Abstract
When health care workers receive health care at their workplace, an ethical question arises if the workplace is considered kin.
Keywords
Being a patient is never easy, but it may become more difficult when the patient is also a health care worker (HCW). Considering that a HCW is in an advantageous position to choose his or her own workplace for receiving health care, an ethical question arises whether the modern workplaces can be considered kin for workers. This scenario elicits the irony that, unlike attorneys who can represent their own kin in the absence of any explicit conflict of interest, the HCW may not manage his or her kin’s health care due to conflicts of interests that may arise while delivering care (American Medical Association [AMA], 2019; Trinh, 2015).
This situation calls to question whether hospitals should restrict HCWs from having their workplace as their health care provider because of implicit conflicts of interests that could arise when receiving care from a coworker. During a health care encounter among coworkers, just like kin, there can be personal concerns for confidentiality when sharing health information (AMA, 2019). There are certain exemplary scenarios to consider. Secondary to being hesitant with sharing of personal, social, and sexual history with a coworker during a patient–provider encounter, HCWs, as patients, may be incompletely managed by their workplace that serves as their caregiver. The HCW, as a provider, may have a professional dilemma when during a patient–provider encounter, he or she becomes privy to sensitive information about a coworker’s health, like indicators of drug abuse or communicable diseases, especially if there are elements in the coworkers’ health information which can be potentially detrimental to workplace safety (Society for Human Resource Management, 2018; U.S. Department of Health and Human Services, 2017). Similarly, having access to sensitive health information, such as indicators of cognitive decline that a patient/coworker may be experiencing, can pose an ethical dilemma for the HCW evaluating and managing their care (Fleck, 2015). If there is inexplicable professional-or-personal tension among the coworkers, the HCW and employer may be exposing themselves to potential medicolegal risks, especially when a HCW is evaluating and managing a coworker for diseases affecting those parts which are anatomically or psychologically considered private (Kane, 2018).
Summarily, modern workplaces have evolved as round-the-clock abodes, where the coworkers are attached to each other professionally and personally which ensures an appropriate balance of regimented professionalism and chaotic humanity at the workplace. Therefore, it may be safely presumed that “unseeing the seen” to respect patients’ privacy may be a difficult task for HCWs, especially, when they meet their coworkers in their workplaces as their patients.
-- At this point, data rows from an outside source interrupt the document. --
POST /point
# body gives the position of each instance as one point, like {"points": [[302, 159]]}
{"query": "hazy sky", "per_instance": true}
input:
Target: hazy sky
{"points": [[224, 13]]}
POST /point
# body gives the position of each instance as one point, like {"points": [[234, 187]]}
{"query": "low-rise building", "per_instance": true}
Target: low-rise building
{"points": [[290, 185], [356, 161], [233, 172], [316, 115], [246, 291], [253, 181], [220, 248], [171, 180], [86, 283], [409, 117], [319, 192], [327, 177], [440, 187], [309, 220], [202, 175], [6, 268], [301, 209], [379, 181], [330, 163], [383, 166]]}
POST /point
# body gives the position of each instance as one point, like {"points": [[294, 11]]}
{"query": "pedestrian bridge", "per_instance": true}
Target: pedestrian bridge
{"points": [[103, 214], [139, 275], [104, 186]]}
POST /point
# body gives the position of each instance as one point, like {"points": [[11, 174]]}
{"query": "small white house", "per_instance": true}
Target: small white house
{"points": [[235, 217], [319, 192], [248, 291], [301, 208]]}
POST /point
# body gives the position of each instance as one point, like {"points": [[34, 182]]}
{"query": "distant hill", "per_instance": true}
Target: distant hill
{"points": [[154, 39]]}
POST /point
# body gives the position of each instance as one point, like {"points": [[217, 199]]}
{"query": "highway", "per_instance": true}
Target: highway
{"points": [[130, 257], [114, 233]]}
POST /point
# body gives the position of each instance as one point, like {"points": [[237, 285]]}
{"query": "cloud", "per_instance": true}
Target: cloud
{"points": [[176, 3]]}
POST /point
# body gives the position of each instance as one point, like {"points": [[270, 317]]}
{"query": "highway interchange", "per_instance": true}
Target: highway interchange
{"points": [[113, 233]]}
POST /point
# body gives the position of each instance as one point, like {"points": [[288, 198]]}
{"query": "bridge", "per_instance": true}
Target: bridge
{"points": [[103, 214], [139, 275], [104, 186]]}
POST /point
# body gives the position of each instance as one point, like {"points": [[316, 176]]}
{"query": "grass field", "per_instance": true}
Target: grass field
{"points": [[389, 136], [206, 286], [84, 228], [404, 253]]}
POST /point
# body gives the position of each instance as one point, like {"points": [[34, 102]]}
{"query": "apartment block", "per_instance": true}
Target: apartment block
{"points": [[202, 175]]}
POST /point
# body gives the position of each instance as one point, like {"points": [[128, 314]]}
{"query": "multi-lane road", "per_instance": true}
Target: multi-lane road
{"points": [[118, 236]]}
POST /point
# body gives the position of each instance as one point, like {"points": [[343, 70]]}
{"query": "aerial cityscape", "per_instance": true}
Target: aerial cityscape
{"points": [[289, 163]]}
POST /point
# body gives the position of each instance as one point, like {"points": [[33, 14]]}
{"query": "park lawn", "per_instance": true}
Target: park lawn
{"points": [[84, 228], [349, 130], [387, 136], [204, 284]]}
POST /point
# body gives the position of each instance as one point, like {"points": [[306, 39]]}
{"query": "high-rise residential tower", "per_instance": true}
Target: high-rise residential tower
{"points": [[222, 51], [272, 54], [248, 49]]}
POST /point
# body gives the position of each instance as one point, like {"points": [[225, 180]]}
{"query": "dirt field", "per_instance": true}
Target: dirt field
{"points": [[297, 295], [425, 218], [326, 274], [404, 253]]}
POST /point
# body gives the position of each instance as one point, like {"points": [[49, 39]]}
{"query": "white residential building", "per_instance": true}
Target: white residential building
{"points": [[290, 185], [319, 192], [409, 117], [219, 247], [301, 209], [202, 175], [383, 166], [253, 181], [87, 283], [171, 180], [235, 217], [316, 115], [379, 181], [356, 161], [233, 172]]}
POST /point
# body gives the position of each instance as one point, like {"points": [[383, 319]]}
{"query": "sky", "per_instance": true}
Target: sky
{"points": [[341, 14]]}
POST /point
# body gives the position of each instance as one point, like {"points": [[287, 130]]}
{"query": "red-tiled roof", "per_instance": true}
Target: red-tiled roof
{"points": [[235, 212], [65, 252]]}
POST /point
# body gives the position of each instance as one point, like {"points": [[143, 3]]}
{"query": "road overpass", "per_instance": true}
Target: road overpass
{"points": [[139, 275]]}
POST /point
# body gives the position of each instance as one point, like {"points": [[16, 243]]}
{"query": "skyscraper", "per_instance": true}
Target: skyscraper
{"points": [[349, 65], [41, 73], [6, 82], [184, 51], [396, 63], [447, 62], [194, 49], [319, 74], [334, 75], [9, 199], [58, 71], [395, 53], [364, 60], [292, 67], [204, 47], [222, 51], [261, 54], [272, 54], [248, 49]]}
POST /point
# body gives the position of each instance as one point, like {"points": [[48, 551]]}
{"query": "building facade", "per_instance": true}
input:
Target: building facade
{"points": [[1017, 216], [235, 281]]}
Henceforth, to prevent even unintentional impropriety or oversight by coworkers, it may be better to embrace personal inconveniences when deciding to avoid receiving personal health care at work, unless suffering from clinical conditions requiring emergent management or unable to find safer and better alternatives.
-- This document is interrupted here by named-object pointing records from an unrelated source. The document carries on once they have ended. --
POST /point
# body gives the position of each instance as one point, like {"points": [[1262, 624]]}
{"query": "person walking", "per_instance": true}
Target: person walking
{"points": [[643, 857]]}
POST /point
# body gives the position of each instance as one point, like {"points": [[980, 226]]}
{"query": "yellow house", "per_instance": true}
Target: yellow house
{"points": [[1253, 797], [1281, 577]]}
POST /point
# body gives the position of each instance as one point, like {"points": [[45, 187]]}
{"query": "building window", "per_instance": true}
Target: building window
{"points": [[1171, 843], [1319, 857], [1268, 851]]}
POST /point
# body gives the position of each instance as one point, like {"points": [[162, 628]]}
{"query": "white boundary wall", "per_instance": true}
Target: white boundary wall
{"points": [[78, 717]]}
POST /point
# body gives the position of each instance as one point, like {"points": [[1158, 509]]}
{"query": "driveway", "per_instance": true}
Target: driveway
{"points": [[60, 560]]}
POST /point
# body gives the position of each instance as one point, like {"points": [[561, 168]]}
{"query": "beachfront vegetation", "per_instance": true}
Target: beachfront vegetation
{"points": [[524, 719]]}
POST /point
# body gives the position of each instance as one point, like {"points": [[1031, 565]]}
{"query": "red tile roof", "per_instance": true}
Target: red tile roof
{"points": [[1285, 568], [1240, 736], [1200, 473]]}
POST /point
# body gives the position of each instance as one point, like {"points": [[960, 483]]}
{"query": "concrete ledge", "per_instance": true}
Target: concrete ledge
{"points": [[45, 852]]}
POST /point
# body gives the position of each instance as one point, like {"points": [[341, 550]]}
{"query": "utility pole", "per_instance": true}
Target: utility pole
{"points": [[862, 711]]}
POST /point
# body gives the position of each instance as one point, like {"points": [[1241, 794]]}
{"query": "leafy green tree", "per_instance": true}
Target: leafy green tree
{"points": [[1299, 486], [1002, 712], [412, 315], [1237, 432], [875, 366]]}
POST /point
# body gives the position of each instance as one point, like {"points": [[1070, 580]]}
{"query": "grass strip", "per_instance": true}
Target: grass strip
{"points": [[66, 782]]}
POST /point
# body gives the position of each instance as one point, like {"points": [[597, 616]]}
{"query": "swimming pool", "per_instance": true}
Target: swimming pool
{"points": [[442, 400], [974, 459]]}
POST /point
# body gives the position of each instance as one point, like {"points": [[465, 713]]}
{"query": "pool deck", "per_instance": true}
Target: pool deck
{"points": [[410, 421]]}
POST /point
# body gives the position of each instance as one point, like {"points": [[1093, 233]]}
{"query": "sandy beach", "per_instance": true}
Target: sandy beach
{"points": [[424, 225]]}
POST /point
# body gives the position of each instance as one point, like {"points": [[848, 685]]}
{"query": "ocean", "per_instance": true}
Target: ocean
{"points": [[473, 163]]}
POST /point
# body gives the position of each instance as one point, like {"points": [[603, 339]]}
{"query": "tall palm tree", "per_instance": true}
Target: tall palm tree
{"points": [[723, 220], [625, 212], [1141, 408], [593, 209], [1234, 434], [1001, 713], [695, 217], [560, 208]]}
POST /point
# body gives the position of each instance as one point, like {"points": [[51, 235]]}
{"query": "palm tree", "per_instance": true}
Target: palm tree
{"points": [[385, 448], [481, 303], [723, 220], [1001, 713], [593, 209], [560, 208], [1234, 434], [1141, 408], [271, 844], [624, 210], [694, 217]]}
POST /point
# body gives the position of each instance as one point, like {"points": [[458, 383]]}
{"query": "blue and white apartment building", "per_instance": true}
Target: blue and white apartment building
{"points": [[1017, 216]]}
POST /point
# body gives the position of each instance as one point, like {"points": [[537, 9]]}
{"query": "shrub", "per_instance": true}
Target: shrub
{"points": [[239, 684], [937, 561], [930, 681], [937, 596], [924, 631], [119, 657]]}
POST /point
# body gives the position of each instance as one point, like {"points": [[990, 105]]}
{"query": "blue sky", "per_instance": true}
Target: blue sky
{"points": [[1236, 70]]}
Occupational health nurses are adept at detecting workplace hazards warranting interventions to reduce risk and avoid crisis (American Association of Occupational Health Nurses, 2019). Therefore, the issue of recognizing and accepting HCWs’ workplaces as their kin may prompt occupational health nurses in health care to consider their current workplace policies and procedures as they pertain to worker confidentiality when receiving care in that institution, as well as issues that may adversely affect the quality of the care.
Footnotes
The author(s) declared no potential conflicts of interest and received no financial support with respect to the research, authorship, and/or publication of this article.